Het is normaal om tijdens de bevalling wat bloed te verliezen

Toediening van een ruime hoeveelheid vocht per infuus bij overmatig bloedverlies tijdens en na een bevalling leidt niet tot betere behandelresultaten en kan zelfs nadelig zijn. Dat blijkt uit onderzoek vanuit het Maastricht UMC+, waarvan de resultaten recent zijn gepubliceerd in het wetenschappelijk tijdschrift PlosOne. Er blijkt nauwelijks verschil tussen de groep waarbij overmatig bloedverlies wordt behandeld met ruime vochttoediening ten opzichte van de groep die deze behandeling niet kreeg. Deze bevinding leidt tot de conclusie dat de internationale richtlijnen heroverwogen dienen te worden en medici wellicht terughoudender zouden moeten zijn met infusie.

Het is normaal om tijdens de bevalling wat bloed te verliezen. De medische term daarvoor is fluxus postpartum. Bij één op de twintig bevallingen komt echter overmatig bloedverlies voor. Als dat meer dan een liter bloed is, wordt gesproken van ernstige fluxus postpartum. In Nederland krijgen daar jaarlijks ongeveer 8500 vrouwen mee te maken. Veel bloedverlies leidt tot een traumatische ervaring, kans op operatief ingrijpen, bloedtransfusies en IC opnames. In omstandigheden waar minder goede voorzieningen voorhanden zijn, is het de belangrijkste reden van moedersterfte.

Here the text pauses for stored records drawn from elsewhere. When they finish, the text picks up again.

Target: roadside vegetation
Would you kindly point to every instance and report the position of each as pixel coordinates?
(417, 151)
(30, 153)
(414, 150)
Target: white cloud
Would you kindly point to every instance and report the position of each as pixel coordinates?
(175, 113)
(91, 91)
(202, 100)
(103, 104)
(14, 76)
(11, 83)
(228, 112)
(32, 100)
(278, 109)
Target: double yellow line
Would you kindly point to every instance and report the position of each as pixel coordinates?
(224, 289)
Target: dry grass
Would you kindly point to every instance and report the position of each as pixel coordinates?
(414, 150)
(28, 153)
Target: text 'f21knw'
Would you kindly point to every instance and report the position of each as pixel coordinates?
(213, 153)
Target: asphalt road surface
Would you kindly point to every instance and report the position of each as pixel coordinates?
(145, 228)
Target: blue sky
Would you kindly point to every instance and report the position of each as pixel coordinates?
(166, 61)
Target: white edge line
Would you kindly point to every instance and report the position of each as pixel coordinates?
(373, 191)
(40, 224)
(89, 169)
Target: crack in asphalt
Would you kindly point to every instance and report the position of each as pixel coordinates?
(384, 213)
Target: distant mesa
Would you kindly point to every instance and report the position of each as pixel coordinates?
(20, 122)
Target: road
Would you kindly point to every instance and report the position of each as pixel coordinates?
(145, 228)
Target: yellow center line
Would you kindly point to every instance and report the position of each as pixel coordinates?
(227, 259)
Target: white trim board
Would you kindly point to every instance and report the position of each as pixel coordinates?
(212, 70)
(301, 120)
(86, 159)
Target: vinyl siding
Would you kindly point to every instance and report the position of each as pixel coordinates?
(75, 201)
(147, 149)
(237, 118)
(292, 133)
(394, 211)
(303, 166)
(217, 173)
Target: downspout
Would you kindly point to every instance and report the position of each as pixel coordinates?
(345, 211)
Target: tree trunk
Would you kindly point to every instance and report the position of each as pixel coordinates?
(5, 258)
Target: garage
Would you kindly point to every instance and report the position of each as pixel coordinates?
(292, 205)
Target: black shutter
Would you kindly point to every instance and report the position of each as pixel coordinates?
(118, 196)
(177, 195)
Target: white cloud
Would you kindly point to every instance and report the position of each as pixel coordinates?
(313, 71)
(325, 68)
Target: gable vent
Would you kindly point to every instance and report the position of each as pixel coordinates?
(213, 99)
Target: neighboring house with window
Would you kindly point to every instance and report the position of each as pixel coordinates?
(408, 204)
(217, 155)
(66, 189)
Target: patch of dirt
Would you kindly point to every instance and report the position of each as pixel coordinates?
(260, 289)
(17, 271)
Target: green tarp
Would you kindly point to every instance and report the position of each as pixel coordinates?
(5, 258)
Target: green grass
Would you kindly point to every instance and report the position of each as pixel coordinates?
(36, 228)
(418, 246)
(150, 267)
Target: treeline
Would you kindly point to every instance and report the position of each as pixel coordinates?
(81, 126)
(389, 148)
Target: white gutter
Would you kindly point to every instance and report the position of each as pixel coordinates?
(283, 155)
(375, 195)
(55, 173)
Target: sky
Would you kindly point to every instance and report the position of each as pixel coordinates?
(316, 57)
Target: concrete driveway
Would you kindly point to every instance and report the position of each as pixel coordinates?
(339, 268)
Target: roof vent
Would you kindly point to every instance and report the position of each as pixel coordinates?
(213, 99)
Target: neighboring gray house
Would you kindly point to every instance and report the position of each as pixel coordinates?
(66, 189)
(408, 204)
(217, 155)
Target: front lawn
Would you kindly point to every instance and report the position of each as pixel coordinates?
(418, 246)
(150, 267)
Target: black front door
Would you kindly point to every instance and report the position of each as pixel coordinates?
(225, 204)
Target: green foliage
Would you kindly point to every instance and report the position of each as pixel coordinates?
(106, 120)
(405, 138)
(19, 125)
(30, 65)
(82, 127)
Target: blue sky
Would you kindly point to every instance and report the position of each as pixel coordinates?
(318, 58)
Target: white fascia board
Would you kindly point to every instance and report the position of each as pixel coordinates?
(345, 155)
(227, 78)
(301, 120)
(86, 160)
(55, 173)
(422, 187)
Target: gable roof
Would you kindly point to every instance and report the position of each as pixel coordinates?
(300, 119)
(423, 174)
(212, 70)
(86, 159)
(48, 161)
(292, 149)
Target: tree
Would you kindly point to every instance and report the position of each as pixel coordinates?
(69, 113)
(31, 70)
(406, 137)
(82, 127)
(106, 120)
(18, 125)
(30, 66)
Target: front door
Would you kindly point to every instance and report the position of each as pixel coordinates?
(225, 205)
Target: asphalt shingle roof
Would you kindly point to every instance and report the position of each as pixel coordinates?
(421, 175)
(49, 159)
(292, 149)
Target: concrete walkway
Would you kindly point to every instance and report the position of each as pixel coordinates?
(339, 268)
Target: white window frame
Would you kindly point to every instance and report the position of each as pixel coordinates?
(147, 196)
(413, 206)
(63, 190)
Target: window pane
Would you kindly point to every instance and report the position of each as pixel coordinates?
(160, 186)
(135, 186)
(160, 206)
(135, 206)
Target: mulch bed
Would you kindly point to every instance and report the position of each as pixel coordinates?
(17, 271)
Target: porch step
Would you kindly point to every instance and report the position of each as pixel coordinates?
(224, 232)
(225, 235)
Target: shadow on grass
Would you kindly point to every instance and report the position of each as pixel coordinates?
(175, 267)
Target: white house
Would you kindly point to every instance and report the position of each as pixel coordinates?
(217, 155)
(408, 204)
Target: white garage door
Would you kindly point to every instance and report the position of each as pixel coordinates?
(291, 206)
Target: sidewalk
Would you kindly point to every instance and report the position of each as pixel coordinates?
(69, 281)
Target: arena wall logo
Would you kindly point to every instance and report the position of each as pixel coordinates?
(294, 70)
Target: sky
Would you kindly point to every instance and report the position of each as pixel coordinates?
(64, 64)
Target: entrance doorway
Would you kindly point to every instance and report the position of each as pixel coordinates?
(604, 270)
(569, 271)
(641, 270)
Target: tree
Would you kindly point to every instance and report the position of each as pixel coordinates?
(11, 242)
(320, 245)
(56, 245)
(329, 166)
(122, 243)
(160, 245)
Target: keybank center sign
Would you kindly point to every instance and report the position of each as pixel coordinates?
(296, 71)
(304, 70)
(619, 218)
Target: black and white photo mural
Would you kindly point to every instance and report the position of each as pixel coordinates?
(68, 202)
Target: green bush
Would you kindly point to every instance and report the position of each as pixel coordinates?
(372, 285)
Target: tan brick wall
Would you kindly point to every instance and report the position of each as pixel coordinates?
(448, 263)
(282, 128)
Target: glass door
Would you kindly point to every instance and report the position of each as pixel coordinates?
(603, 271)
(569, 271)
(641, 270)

Tot nu toe geven internationale richtlijnen het advies om bij overmatig bloedverlies een infuus met extra vocht toe te dienen. Onderzoek in andere situaties met veel bloedverlies (zoals bijvoorbeeld na een ongeluk) laat echter zien dat er aanwijzingen zijn dat teveel vocht geven leidt tot slechtere uitkomsten, zaols verstoring van de bloedstolling en een onwenselijke daling van de lichaamstemperatuur. Daarentegen kan te weinig vocht ook leiden tot een minder goede zuurstofvoorziening van belangrijke organen. Onderzoek naar de meerwaarde van vochttoediening is dan ook nodig.

Onderzoek
In de zogeheten REFILL-studie, onder leiding van gynaecoloog dr. Liesbeth Scheepers van het Maastricht UMC+, is onderzocht of de kans op een fluxus groter of kleiner is door het geven van extra vocht. In totaal deden in het Maastricht UMC+, het Zuyderland MC, het Jeroen Bosch Ziekenhuis en het Radboudumc 252 vrouwen aan het onderzoek mee. Op het moment dat er 500 ml bloed werd verloren, werd geloot tussen het terughoudender of ruimer geven van vocht. In de terughoudende groep kregen uiteindelijk 39% van de vrouwen een fluxus, in de groep die ruimer vocht toegediend kreeg was dat 51%. Omdat deze resultaten uiteindelijk net niet significant bleken, kan er geen voorkeur voor een bepaalde behandeling uitgesproken worden. Het laat het echter wel zien dat ruim vocht geven zeker niet de betere optie is. “Gezien de mogelijke complicaties moeten we constateren dat de internationale richtlijnen van veel vochttoediening bij fluxus postpartum heroverwogen moeten worden naar meer terughoudendheid met infusietherapie bij bevallingen”, aldus onderzoeker Pim Schol.